• How/where to find relevant TCL code examples

    From Richard Owlett@21:1/5 to All on Sat Feb 25 06:05:12 2023
    I was introduced to TCL a few years ago but never gained fluency.
    I didn't have any target problem to solve so interest waned.
    Now there is one. A subset of it needs to take an mbox formatted file
    and determine word frequencies in the individual include message bodies.

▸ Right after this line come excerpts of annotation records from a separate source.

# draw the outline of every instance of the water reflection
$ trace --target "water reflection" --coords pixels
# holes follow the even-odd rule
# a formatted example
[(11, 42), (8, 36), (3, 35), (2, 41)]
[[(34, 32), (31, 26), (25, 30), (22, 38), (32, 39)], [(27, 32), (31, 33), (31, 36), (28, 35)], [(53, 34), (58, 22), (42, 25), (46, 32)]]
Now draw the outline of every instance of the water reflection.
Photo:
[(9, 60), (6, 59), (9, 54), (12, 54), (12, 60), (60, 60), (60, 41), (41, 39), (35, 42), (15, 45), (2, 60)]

    I'd like to see examples of determining word frequencies in plain text
    files < 10 kbytes >.

    Looking at them will hopefully recognition of problems to be solved in
    real world.

    Suggestions?
    TIA

    --- SoupGate-Win32 v1.05
    * Origin: fsxNet Usenet Gateway (21:1/5)
  • From Arjen Markus@21:1/5 to Richard Owlett on Sat Feb 25 04:30:47 2023
    On Saturday, February 25, 2023 at 1:05:27 PM UTC+1, Richard Owlett wrote:
    I was introduced to TCL a few years ago but never gained fluency.
    I didn't have any target problem to solve so interest waned.
    Now there is one. A subset of it needs to take an mbox formatted file
    and determine word frequencies in the individual include message bodies.

    I'd like to see examples of determining word frequencies in plain text
    files < 10 kbytes >.

    Looking at them will hopefully recognition of problems to be solved in
    real world.

    Suggestions?
    TIA

    You can look at the Wiki - wiki.tcl-lang.org - and the tutorial there.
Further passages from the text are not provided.